Toshiharu Ikeda cherche ce qui se cache derrière la porte rose. Voici voilà un must d’érotisme déviant comme on aime et comme vous aimez.

PAR JEREMIE MARCHETTI

Bien connu pour son mémorable Evil Dead Trap (qu’on aimerait beaucoup revoir dans des conditions décentes, si une âme bienfaitrice nous entend), Toshiharu Ikeda était entré, comme bon nombre d’autres réalisateurs d’exploitations japonais, par la porte du pinku. Et derrière la porte rose, ça picote et ça tripote. Et pour une entrée en matière quelle entrée ! A la manière de son voisin de palier Beautiful Girl Hunter, Sex Hunter était arrivé à un moment tel que tout – ou presque – avait été fait dans le roman porno : les nonnes, les collégiennes, les desperate housewives… Ikeda revient pour ce fait à un délire aux racines profondément Sadiennes, pour ne pas dire un poil plus fantasmagorique. D’où une comparaison avec le film de Norifumi Suzuki qui prenait une direction parfois similaire, bien que plus tentée par le psycho-killer movie.

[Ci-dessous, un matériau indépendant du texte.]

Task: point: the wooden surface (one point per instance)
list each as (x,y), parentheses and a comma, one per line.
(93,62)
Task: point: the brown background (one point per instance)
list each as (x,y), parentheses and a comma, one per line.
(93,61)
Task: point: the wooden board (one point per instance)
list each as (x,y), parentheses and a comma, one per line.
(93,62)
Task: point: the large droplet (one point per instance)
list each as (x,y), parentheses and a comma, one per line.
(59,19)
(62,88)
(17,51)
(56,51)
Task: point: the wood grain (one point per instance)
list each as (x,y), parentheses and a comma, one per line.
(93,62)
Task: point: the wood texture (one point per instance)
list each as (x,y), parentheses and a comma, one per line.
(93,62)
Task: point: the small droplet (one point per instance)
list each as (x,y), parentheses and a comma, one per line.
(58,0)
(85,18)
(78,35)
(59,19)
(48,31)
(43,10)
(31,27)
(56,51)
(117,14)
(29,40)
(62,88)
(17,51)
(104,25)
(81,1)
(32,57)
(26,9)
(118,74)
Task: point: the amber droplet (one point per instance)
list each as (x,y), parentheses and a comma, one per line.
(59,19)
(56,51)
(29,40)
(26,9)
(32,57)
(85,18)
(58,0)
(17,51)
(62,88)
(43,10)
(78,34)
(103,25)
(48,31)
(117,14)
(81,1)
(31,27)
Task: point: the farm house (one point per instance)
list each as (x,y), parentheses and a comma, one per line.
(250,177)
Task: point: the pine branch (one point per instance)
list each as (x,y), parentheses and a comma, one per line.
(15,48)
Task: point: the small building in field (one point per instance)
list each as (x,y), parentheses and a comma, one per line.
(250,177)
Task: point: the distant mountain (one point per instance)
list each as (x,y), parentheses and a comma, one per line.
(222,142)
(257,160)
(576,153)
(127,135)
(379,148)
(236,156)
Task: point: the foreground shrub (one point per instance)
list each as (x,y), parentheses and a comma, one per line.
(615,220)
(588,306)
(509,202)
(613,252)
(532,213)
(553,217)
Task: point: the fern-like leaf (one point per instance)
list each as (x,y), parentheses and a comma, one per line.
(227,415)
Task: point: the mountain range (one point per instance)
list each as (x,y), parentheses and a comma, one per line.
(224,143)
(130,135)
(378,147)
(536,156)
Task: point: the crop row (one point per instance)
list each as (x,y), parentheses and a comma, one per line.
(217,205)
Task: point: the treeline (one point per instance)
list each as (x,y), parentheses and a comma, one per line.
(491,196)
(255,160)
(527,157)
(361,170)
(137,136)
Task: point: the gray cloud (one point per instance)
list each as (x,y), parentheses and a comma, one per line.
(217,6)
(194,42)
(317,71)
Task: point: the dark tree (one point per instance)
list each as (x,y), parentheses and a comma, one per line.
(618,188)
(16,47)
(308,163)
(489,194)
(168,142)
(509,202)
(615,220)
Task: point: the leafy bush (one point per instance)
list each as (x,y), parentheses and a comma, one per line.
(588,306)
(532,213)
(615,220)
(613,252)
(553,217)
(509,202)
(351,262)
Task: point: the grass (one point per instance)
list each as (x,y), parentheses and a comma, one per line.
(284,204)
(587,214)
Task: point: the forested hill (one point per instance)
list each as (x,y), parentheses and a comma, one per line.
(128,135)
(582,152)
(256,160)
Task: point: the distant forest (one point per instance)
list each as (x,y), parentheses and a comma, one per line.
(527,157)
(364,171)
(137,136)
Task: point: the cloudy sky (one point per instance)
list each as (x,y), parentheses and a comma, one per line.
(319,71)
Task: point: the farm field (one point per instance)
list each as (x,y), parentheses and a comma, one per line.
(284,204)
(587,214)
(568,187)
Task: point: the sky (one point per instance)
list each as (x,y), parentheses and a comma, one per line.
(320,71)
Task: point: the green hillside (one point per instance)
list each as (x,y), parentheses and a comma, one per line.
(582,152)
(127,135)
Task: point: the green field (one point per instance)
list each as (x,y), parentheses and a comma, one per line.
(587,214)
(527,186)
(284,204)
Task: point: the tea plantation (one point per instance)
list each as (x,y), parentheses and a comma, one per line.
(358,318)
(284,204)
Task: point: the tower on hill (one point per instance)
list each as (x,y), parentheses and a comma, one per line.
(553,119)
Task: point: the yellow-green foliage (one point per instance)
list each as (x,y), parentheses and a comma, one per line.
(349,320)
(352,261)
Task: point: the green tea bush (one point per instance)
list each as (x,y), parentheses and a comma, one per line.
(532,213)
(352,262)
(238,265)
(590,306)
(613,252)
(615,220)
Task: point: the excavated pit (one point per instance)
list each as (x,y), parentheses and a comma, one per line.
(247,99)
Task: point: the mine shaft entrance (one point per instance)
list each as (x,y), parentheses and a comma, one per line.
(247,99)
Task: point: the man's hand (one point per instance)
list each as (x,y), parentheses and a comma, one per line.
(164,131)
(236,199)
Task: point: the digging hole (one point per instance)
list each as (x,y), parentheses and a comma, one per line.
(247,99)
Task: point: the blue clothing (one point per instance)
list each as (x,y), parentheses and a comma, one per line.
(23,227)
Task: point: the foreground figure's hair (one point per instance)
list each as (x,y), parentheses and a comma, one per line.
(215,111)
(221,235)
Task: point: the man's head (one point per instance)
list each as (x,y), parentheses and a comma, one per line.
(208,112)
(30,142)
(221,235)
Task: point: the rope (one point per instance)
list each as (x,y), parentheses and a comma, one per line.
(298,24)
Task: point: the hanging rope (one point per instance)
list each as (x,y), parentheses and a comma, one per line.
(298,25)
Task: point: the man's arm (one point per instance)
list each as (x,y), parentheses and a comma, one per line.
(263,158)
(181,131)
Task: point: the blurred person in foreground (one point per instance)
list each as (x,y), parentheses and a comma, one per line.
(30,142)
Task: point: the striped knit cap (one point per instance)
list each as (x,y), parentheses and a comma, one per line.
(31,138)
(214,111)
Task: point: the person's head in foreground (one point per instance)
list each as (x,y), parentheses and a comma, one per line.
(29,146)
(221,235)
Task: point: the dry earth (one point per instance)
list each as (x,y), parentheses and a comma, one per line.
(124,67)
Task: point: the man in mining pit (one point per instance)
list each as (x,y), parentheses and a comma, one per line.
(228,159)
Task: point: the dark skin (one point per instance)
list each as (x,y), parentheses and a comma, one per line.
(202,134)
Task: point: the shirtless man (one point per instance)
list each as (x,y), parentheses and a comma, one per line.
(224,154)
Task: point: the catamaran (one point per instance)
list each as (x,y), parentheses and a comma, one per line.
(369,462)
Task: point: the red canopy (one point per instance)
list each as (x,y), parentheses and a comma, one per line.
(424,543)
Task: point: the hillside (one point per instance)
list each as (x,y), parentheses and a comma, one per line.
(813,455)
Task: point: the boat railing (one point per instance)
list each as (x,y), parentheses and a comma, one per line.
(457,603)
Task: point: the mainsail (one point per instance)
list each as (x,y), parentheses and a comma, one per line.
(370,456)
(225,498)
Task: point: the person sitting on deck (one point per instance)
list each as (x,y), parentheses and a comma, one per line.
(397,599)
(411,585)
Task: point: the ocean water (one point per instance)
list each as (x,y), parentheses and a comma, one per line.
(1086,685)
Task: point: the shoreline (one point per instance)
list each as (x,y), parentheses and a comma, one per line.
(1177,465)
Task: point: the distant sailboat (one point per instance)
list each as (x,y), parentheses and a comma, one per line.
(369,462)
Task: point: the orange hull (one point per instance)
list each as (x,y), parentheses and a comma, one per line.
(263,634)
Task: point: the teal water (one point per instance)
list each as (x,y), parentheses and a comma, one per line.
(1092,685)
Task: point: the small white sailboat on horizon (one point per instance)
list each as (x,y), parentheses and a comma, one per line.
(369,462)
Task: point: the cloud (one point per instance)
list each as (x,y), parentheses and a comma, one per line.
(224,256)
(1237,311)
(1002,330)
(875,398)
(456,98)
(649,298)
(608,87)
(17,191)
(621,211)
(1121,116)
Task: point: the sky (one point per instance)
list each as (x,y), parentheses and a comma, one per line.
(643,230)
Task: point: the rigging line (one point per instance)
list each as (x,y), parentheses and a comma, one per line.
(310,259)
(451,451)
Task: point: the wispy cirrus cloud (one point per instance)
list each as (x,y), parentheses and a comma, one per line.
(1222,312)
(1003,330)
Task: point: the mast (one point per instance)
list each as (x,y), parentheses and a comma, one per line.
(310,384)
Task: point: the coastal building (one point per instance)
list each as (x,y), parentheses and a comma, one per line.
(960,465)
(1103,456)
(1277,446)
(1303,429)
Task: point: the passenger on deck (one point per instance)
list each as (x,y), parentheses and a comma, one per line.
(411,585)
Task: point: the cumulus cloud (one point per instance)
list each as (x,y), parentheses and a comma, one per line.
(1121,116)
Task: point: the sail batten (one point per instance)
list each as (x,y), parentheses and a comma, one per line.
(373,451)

En guise d’appât, on nous présente Miki, l’oie blanche parfaite et même cygne blanc, puisqu’elle joue Le lac des cygnes sur scène. Danseuse de talent, elle est observée d’un œil envoûté par la belle et puissante Akiko, qui l’emmène faire un tour dans son académie de danse, un château isolé près de la mer. Alors que ça sautille sur le sol ciré d’une salle aussi petite qu’un mouchoir de poche, il ne faut pas attendre longtemps pour découvrir la vérité : l’académie est un donjon de souffrances et de plaisir où Akiko et son assistant lubrique règnent en maître, alors que le petit ami de Miki est cloué sur un fauteuil roulant. La scène inaugurale, où l’héroïne tombe nez à nez face à une partouze lesbienne ayant remplacé les séances d’entraînement, en dit long sur les talents de mise en scène de Ikeda mais aussi sa capacité à aller aussi loin que ça le chante. Miki, prisonnière, découvre un univers so sad, so sadness qui la fera basculer de l’autre côté.

On peut évidemment ne pas rentrer du tout dans le jeu de ces films d’apprentissages SM délirant (autant ne voir aucun pinku de ce fait), où l’innocente brebis, tremblante sous les mains de sa dominatrice, deviendra une furie érotique qui ira jusqu’à chevaucher son boyfriend handicapé au bord du gouffre! Pour les amateurs, rien ne manque: miroir à faux reflet, exercice au godemiché, bondage en veux-tu en voilà, urophilie… jusqu’au clou du spectacle, à savoir une longue, très longue, scène de lavement au coca-cola, les bouteilles pétillant et se vidant frénétiquement dans l’arrière train de la pauvre héroïne ! Une des scènes les plus hallucinantes du pinku-eiga, qui donnera assurément un autre regard sur la boisson la plus bue de la planète. Le raffinement de la réalisation, qui n’a d’égale que la brutalité et la crudité de ce qu’il montre, est une signature commune au pinku; on peut apprécier ici une atmosphère plus européenne qu’à l’accoutumée, proche du fantastique, traversée d’images superbes et baroques, comme ce règlement de compte final où l’orage s’engouffre dans l’action.